Organisation et idéologie des citoyens du Reich
À l’heure où nous nous trouvons actuellement, les Reichsbürger ne peuvent pas encore être considérés comme une organisation. Jusqu’ici, le groupe est peu structuré et compte de nombreux groupes autonomes à l’instar de «Königreich Deutschland» (Le Royaume d’Allemagne), «Das deutsche Polizeihilfswerk» (Fonds allemand de police) ou «Reichsbewegung- neue Gemeinschaft von Philosophen» (Mouvement du Reich nouvelle communauté de philosophes). Parce que le mouvement est composé de plusieurs groupes dissidents, il est difficile de déterminer le nombre exact d’adeptes du Reichsbürger. Le Verfassungsschutz a dénombré près de 18 000 citoyens du Reich en 2018 [2] les dernières années ont fait état d’une activité sans cesse croissante sur la toile, indiquant que le nombre d’adhérents du Reichsbürger augmente.

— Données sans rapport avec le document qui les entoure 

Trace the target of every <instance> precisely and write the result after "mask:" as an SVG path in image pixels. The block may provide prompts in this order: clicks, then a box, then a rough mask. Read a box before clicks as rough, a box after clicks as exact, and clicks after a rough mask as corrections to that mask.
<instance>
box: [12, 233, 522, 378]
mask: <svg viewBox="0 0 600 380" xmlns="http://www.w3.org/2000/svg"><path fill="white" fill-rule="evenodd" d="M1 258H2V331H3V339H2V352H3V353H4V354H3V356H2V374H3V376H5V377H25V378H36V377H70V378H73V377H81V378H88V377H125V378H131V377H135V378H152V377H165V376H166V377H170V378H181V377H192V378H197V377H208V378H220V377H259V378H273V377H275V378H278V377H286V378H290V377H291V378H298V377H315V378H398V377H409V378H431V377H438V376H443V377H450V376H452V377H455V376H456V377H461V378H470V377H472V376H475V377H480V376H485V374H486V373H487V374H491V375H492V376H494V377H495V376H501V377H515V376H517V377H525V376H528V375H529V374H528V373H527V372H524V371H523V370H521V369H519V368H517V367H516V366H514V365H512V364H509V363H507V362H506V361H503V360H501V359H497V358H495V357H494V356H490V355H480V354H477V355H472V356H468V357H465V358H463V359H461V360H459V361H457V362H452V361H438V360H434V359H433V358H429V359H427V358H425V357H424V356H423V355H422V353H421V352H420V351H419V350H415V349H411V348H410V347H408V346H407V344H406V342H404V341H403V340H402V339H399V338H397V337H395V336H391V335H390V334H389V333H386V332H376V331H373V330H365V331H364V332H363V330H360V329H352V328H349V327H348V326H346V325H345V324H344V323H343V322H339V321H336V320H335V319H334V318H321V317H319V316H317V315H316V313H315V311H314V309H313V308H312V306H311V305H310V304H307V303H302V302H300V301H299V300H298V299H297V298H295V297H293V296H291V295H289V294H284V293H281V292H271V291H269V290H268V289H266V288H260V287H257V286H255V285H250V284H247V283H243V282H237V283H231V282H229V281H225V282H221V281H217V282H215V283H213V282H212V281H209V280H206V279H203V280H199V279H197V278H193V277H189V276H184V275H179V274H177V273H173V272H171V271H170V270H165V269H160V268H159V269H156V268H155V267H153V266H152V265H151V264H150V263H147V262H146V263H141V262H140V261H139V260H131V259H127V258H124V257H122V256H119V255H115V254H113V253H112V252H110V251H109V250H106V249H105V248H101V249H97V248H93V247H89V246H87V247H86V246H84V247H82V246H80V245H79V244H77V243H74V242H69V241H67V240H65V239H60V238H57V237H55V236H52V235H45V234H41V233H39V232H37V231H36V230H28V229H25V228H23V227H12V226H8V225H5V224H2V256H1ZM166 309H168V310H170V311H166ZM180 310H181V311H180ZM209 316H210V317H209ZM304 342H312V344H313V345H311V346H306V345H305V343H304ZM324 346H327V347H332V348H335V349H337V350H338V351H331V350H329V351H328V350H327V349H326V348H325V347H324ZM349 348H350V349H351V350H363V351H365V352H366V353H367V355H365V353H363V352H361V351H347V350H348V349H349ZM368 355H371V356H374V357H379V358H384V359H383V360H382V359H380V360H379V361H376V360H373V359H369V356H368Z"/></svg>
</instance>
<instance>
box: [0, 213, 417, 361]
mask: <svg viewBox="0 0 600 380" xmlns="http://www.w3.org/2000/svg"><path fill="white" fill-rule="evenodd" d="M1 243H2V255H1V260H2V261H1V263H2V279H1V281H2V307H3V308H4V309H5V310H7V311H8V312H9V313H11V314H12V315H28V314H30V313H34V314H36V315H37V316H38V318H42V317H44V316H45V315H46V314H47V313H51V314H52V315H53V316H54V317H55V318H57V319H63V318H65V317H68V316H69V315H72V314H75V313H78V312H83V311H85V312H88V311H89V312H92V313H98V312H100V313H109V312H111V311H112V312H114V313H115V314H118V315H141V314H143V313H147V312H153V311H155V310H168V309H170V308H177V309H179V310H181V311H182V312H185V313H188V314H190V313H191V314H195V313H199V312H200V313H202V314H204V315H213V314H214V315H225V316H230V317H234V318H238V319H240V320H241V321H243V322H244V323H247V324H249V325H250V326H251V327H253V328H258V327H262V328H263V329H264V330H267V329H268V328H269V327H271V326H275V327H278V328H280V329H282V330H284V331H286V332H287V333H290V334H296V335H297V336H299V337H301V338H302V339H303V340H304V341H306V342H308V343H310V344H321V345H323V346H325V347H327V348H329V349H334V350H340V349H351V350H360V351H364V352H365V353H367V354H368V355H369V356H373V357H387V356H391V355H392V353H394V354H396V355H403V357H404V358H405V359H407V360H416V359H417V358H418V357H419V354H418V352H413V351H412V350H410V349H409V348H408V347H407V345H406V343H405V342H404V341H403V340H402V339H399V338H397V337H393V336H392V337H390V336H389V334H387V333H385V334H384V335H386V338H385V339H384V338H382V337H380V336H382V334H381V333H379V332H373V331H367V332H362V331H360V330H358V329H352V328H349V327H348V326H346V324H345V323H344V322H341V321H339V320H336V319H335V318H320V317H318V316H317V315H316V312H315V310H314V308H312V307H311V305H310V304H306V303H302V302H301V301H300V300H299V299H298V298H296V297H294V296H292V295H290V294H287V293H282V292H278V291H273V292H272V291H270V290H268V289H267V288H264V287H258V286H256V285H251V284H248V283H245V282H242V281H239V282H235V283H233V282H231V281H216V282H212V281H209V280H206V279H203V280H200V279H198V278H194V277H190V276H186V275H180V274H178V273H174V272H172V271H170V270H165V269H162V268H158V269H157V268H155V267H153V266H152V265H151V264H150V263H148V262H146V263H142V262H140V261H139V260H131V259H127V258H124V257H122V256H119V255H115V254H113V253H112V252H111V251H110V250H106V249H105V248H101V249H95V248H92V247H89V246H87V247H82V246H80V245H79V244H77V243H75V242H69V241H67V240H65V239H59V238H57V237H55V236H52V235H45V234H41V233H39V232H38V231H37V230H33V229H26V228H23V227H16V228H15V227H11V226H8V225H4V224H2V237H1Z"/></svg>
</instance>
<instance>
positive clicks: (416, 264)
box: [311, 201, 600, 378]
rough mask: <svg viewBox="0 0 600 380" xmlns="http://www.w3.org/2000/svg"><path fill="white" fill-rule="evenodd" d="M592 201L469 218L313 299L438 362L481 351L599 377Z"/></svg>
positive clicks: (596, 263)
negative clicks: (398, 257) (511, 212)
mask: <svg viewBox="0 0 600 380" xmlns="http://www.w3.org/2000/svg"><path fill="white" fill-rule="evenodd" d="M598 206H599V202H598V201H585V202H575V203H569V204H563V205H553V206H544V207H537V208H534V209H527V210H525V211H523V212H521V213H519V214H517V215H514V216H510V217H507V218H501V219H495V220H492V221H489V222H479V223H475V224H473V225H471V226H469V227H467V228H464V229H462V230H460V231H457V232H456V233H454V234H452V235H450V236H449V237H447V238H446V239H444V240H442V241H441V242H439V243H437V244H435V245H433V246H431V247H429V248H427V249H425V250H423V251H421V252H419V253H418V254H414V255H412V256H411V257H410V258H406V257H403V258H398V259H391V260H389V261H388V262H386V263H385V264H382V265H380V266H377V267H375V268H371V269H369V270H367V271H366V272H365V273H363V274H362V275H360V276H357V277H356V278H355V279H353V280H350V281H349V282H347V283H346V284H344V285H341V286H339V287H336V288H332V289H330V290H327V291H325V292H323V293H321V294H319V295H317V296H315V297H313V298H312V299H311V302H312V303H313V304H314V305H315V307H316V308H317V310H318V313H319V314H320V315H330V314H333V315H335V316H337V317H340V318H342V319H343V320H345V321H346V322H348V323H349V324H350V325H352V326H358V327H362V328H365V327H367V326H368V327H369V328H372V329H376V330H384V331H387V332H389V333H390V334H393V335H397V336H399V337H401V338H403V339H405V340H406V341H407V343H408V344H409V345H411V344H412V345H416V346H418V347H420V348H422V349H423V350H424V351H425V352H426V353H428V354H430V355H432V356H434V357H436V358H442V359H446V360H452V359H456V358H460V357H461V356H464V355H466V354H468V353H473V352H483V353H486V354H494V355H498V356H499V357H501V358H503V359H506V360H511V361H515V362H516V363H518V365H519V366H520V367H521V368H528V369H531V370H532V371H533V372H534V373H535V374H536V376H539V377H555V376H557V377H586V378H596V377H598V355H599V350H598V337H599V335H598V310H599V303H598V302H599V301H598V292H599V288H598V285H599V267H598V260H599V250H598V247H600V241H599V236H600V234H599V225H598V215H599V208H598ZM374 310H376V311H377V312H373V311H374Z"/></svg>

Ce qui unit les citoyens du Reich est leur système de croyances partagé. L’essence de leur idéologie tourne en grande partie autour de l’histoire selon laquelle la République fédérale d’Allemagne n’existe pas et n’est pas un vrai État. D’après eux, le Royaume d’Allemagne ne s’est pas effondré en 1945, il continue d’exister. Ce qui fait donc de la République fédérale d’Allemagne un pseudo-État illégitime. Les citoyens du Reich considèrent le Royaume d’Allemagne comme la seule Nation légitime, qui a été occupée et exploitée par des forces exogènes depuis la fin de la Deuxième Guerre mondiale. Ils estiment que cette occupation persiste de nos jours parce qu’il n’y a jamais eu un traité de paix officiel. Par conséquent, le gouvernement de la République fédérale d’Allemagne est perçu comme instrument des forces alliées, visant à endormir les citoyens allemands et leur donner l’illusion d’une Allemagne indépendante et démocratique. D’après les citoyens du Reich, Merkel, son cabinet tout comme le parlement, le système juridique et les forces de l’ordre sont des pantins, des instruments de contrôle pilotés depuis l’étranger.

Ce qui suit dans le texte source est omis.